Der Anfang scheint noch in der Realität zu spielen: als Amberg nämlich in einem Krankenhauszimmer erwacht, bandagiert und benommen. Die Krankenschwester, die ihn überwacht, der Oberarzt, der wenig später das Zimmer betrifft, um den Gesundheitszustand seines Patienten zu überprüfen, der Assistenzarzt Dr. Friebe , den er aus dem eigenen Studium kennt und der Pfleger, der ihn so sehr an den russischen Fürsten Praxatin erinnert. Das alles wirkt vollkommen real.

Amberg ist ans Bett gefesselt, zu schwach, sich zu erheben. Es gibt ihm die Zeit, die letzten Tage Revue passieren zu lassen. Doch schon dabei verschwimmen seine Erinnerung und das, was man ihm erzählt. Sind es fünf Tage, die er bewusstlos war oder fünf Wochen, wie die Schwester meint? Verletzte er sich bei einem Autounfall, so wie er es vom Arzt hört, oder wurde auf ihn geschossen, wie er sich selbst zu erinnern meint?

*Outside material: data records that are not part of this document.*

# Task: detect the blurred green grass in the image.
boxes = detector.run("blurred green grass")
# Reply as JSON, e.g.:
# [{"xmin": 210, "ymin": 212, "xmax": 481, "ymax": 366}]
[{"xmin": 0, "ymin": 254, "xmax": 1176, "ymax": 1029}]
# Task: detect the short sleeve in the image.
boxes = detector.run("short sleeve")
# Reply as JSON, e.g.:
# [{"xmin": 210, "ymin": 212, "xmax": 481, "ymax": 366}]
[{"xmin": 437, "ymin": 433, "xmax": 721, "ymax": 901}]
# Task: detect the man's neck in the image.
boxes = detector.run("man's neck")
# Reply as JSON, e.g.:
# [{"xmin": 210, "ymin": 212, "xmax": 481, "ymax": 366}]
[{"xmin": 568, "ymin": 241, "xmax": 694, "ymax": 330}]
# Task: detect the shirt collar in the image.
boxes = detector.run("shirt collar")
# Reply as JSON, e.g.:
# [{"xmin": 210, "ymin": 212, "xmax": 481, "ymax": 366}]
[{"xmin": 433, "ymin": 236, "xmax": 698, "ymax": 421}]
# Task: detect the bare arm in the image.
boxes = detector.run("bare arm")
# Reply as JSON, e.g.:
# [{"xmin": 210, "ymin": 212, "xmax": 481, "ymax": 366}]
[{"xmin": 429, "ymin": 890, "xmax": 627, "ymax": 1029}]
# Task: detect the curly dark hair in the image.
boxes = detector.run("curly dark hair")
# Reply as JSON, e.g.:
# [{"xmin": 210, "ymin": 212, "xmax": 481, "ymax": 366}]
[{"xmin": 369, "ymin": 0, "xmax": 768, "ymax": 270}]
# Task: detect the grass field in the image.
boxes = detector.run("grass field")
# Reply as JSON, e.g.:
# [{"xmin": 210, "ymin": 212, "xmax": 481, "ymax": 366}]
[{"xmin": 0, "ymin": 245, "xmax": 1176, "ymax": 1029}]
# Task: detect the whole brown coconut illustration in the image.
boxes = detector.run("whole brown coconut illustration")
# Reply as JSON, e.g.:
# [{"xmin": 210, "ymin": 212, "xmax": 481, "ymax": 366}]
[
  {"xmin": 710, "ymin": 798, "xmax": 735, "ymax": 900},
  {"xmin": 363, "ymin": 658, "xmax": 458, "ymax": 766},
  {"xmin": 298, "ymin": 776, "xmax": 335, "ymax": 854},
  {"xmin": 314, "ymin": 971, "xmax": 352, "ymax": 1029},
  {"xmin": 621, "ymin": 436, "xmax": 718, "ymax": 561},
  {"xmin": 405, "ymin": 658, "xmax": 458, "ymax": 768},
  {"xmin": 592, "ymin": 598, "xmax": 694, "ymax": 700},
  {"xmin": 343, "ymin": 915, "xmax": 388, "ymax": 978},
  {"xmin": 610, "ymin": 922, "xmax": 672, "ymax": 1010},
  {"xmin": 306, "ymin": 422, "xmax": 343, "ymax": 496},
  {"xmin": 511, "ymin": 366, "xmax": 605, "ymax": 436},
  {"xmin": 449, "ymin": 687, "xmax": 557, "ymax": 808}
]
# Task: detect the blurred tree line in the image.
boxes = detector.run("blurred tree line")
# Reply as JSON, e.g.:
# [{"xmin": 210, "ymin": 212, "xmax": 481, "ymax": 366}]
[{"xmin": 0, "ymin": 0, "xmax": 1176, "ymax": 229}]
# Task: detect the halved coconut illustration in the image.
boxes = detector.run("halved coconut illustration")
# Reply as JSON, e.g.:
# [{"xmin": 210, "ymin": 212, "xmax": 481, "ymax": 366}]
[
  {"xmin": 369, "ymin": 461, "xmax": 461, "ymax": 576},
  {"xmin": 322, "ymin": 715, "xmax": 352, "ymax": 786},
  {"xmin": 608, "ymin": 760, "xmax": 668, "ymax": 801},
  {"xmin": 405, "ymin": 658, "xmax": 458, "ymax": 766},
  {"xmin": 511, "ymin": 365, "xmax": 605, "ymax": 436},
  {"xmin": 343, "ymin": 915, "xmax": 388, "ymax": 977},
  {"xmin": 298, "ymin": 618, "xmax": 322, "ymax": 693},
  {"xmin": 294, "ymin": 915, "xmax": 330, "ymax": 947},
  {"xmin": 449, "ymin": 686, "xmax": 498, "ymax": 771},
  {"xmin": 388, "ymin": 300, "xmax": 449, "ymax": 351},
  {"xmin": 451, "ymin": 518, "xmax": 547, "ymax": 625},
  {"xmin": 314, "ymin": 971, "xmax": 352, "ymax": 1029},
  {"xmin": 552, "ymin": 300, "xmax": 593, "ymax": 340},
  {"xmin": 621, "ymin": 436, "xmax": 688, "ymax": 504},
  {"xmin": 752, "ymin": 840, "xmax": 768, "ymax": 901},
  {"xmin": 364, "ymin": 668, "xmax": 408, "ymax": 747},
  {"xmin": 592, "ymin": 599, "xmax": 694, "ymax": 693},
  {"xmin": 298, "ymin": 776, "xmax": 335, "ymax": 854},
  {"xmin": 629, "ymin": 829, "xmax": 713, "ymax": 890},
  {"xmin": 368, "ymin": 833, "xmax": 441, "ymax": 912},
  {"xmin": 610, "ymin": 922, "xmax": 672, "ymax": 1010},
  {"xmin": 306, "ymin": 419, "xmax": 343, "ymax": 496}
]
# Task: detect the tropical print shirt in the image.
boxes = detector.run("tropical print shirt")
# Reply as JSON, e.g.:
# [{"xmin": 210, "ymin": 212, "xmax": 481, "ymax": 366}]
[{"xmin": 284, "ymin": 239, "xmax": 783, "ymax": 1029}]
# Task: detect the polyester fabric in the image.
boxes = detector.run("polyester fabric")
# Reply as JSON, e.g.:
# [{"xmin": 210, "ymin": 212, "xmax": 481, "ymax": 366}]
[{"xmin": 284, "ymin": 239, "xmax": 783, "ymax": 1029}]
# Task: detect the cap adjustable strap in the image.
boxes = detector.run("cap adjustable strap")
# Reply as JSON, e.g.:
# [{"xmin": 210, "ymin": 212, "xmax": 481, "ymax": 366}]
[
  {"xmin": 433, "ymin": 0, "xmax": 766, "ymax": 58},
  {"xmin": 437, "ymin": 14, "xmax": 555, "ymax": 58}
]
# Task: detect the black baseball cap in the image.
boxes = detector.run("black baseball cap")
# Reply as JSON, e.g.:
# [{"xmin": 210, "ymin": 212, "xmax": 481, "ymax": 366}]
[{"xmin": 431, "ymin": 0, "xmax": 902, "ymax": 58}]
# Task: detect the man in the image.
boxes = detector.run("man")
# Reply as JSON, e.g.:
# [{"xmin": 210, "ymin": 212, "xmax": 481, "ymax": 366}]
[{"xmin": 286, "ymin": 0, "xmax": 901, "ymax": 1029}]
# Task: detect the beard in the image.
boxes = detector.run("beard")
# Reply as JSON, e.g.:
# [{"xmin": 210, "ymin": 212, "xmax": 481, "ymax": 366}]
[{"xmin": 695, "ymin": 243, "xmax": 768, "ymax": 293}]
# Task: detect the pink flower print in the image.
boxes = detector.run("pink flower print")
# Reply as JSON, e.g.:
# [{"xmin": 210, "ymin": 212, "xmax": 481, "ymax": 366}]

In seiner Erinnerung geschah folgendes: während des Studiums in Berlin hatte er mit einer griechisch-stämmigen Studentin zu tun, mehr als ein paar Grußworte wurden nicht gewechselt. Diese Studentin war indes die heimliche Sehnsucht der männlichen Studenten, auch die seine. Als sie die Universität verließ, suchte er sie in der Stadt; vergeblich. Dann trat er eine Stelle als Landarzt in dem entlegenen Dorf Morwede in Westfalen an. Schon auf dem Weg dorthin meinte er Bibiche, so ihr Name, am Steuer eines Wagens zu erkennen, doch verlor er sie gleich wieder. Das trug sich in der Stadt Osnabrück zu und in seiner Verwirrung vermied Amberg nur knapp einen Verkehrsunfall. Was für ein unglaublicher Zufall war es dann, als er sie als Assistentin des Barons von Malchin fand, jenes Mannes, der ihn als Arzt in das Dorf geholt hatte.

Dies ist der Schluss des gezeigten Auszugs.